A delicious veggie omelette, home fries and sourdough toast erased my memories of the night before. I left the Star Bakery with the satisfying feeling that comes from good old home cooking. I checked out of my pioneer cabin and spent a little more time exploring the area.
Nevada City is now a Historical Museum, filled with authentic log buildings and historical exhibits varying from antique calliopes to old boxcars. There’s no need to search for the entrance to the museum; it encompasses the entire town, all within easy walking distance. And between Memorial Day and Labor Day, visitors can hop a restored 1910 Baldwin steam locomotive to travel between the two towns.

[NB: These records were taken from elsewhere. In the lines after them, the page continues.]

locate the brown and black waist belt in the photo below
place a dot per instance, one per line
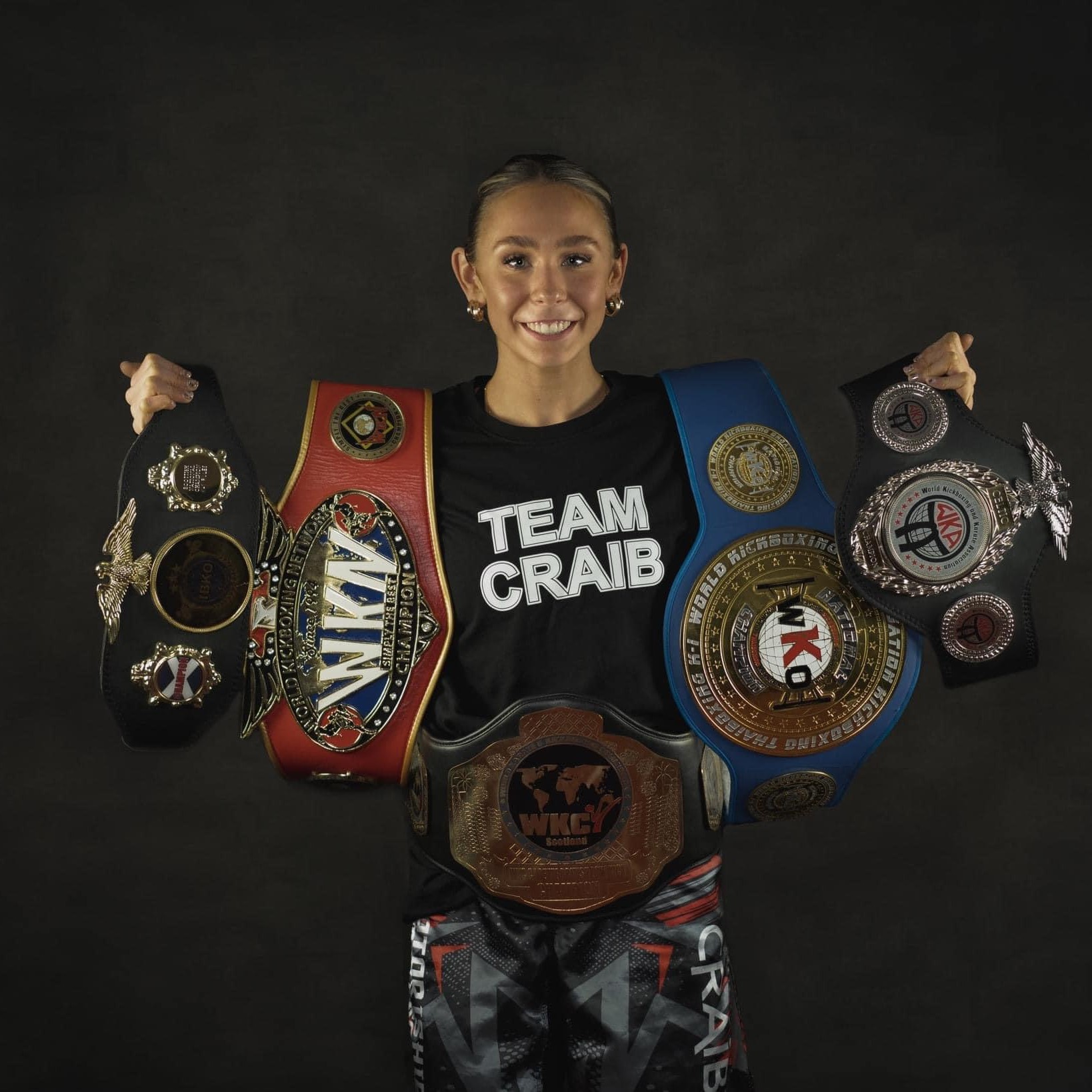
(563, 805)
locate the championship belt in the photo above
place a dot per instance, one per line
(775, 661)
(563, 805)
(177, 575)
(943, 523)
(331, 613)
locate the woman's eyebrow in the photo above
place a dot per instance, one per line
(523, 241)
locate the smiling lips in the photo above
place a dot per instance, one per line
(549, 329)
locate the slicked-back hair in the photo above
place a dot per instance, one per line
(535, 167)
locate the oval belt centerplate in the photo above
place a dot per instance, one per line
(780, 654)
(351, 619)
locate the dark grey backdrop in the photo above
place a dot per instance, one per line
(275, 193)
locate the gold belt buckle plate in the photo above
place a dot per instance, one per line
(566, 818)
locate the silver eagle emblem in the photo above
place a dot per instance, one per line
(120, 570)
(1047, 491)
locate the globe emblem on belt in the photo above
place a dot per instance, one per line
(781, 655)
(367, 425)
(937, 527)
(565, 797)
(910, 417)
(794, 642)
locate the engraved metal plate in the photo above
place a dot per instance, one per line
(193, 479)
(119, 570)
(791, 794)
(781, 655)
(566, 818)
(910, 417)
(367, 425)
(754, 467)
(977, 628)
(935, 527)
(201, 580)
(176, 675)
(351, 619)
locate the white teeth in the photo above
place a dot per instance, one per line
(547, 328)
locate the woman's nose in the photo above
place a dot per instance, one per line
(547, 284)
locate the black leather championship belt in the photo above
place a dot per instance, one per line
(329, 612)
(563, 805)
(943, 523)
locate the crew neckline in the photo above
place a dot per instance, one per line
(473, 391)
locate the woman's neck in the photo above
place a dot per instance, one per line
(525, 395)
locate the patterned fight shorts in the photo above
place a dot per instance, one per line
(613, 1005)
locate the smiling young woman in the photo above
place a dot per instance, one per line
(564, 513)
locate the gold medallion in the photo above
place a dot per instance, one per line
(367, 425)
(566, 818)
(201, 580)
(754, 467)
(781, 655)
(791, 794)
(195, 479)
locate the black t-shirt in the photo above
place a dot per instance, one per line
(559, 545)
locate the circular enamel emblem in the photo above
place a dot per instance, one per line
(977, 627)
(754, 467)
(781, 655)
(176, 675)
(193, 479)
(791, 794)
(910, 417)
(367, 425)
(565, 797)
(201, 580)
(351, 621)
(936, 527)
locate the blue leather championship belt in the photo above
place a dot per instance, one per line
(775, 661)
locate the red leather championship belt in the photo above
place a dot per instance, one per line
(329, 612)
(349, 618)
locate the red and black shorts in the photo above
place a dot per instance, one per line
(645, 1001)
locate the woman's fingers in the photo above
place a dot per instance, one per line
(145, 410)
(155, 383)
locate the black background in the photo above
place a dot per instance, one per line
(275, 191)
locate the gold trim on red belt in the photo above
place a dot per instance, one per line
(349, 615)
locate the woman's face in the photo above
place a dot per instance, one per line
(544, 269)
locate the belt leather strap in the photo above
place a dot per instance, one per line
(188, 505)
(943, 523)
(772, 659)
(364, 616)
(332, 616)
(563, 806)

Virginia City is larger than Nevada City and offers visitors a full assortment of town fare. A National Historic Landmark since 1961, it was originally founded by gold rush fortune seekers in 1863. During its heyday, it served as the capitol of the Montana Territory, until dwindling gold resources resulted in nearby Helena acquiring that status. It followed the frequently seen rise and fall of mining towns before being rescued in the 1940’s by Charles and Sue Bovey, who saw the valuable heritage both towns could offer to future visitors. Through their restoration efforts, the area is now a lively center of activity, offering living history presentations, as well as all the usual western tourist experiences: gold panning, stage coach rides, ghost tours and old west theatre productions.
I was fortunate to slide in late enough in the season to avoid the crunch of out-of-town visitors. But there were still shops and restaurants open for browsing. Rank’s Mercantile offered western and Victorian clothing, just as it did when it first opened in 1964. Candy shops, ice creameries, and gift emporiums occupied other historical structures along the main street. Up the street from the Bale of Hay Saloon I found the Metropolitan Market, which offered old-fashioned atmosphere, a cozy, antique couch, and a mouth-watering assortment of baked goods. I was able to enjoy a vanilla latte there and pick up wireless Internet access, something I was not able to do back in Nevada City.
I couldn’t leave without taking a little jaunt up to Boot Hill, which looks out over the town. Here I found the graves of five lawless “road agents,” sent to their final resting places by the Montana Vigilantes. Surrounded by plain, wooden grave markers, I took a few minutes to admire the view of Virginia City and the rolling hills of the Alder Gulch area. Wind whipped through my hair and the distant sounds of town activity mixed with the soft rustling of nearby grasses. Alone on that hill, in the ghostly company of the road agents, I knew once again I had found a truly unique road experience.